# AARRGGHH! Pressure canner lid stuck!



## ginnie5 (Jul 15, 2003)

I did 7 quarts of potatoes last night and the lid is stuck! Won't budge. The canner is an antique.....belonged to dh's grandmother but I've replaced seals, plugs, and all. I've used it for several years now with no problems. Tried cold water on the top, tapping it around the rim and no luck. Any ideas? please? Its rather sentimental to me.


----------



## Callieslamb (Feb 27, 2007)

I'd try tapping it in both directions with hammers - lightly, of course.


----------



## TNHermit (Jul 14, 2005)

If it is cold now. try pouring boiling water over the top to expand it. then you can tap it. I would use a mallet not a hammer. or if you only have a hammer use it with a block of wood.


----------



## ginnie5 (Jul 15, 2003)

well it is unstuck.....the handles crumbled though. At least I can replace them and my potatoes turned out great!


----------



## fffarmergirl (Oct 9, 2008)

I was reading about this happening to somebody on another thread because they allowed the pressure canner to cool overnight with the lid still tightened.

I was wondering - if this happens, is it possible to get it off by heading it back up again, on the stove? Too bad you already got the lid off - I was hoping you'd be able to answer that question.


----------



## Megabeth (Aug 7, 2008)

You might need a new gasket, or put a little vegetable oil on the old one.


----------



## TNHermit (Jul 14, 2005)

fffarmergirl said:


> I was reading about this happening to somebody on another thread because they allowed the pressure canner to cool overnight with the lid still tightened.
> 
> I was wondering - if this happens, is it possible to get it off by heading it back up again, on the stove? Too bad you already got the lid off - I was hoping you'd be able to answer that question.



Don't heat up the canner. Just pour hot water over te lid. That expands the lid and not the pot. Like was said before oil the gasket. Mineral oil workss


----------



## ginnie5 (Jul 15, 2003)

gasket was new last year only a few uses...and yes I let it cool over night...usually don't but I was dog tired and just wanted to lay down. I already oiled the gasket. Its still usable...not all the handle broke so I can get it off and on now but I will be ordering new handles. These are the original ones that were on it when dh's grandmother bought it.


----------



## texastami (Sep 13, 2002)

I have one pressure canner that does the same thing... and i broke a handle trying to get the dang lid off with a mallet.... 

so what i do now is set it in the sink.... and then twist... gives me great leverage and i can ALWAYS get the lid off, even with a broken handle!! 

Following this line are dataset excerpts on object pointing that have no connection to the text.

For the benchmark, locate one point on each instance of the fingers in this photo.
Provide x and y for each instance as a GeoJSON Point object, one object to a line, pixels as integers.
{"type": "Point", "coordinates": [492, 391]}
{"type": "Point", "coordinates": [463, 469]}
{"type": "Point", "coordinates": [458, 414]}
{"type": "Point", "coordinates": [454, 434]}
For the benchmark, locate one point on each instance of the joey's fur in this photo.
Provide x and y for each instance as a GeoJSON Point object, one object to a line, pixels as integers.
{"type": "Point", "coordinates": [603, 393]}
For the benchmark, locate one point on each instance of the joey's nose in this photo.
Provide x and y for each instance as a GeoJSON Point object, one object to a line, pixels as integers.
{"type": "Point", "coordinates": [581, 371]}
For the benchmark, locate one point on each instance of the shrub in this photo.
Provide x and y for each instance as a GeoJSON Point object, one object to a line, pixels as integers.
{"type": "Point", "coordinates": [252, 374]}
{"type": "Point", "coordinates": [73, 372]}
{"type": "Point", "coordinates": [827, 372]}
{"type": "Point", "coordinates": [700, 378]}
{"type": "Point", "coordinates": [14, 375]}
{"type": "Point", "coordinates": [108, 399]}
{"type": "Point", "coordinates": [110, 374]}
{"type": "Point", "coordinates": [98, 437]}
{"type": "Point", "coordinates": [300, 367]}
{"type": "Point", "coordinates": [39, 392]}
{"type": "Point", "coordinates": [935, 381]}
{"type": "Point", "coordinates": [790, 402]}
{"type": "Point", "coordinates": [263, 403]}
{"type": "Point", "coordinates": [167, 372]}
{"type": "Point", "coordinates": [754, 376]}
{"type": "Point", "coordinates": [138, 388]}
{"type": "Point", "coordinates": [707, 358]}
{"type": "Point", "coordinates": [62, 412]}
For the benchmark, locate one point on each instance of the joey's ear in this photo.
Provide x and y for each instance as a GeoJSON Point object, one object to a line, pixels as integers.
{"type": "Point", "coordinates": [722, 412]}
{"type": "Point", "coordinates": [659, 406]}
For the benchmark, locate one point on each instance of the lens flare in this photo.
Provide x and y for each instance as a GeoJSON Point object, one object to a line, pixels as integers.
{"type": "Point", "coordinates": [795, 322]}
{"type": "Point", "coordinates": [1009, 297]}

Doesnt work for my tall canner but sure works great for a squatty one!  (aren't those just proper terms there for ya!!)


----------



## goohsmom (May 10, 2009)

I have an antique one without gaskets that this happened to me on my first test run. I was lucky enough to find a thread on the web that detailed how to take care of this without hammers or breaking a handle. Take a table knife and insert it between the lid and the canner, then apply just a bit of pressure. That will release the pressure and allow the lid to come off easily.

Pam


----------



## jamala (May 4, 2007)

My AA did that this year. My son and I even took the screws out of the latch but it still would not open. I finally took a butter knife and slipped it between the lid and pot and gave a tiny twist and off it popped. And I had not left it overnight, it had just dropped to 0 pressure and I waiting an additional 10 min. and it was stuck tight.


----------



## motdaugrnds (Jul 3, 2002)

My grandmother always oiled the lid all the way around with "vasoline" BEFORE she placed the lid on the canner to tighten it. She told me this keeps it from ever sticking.


----------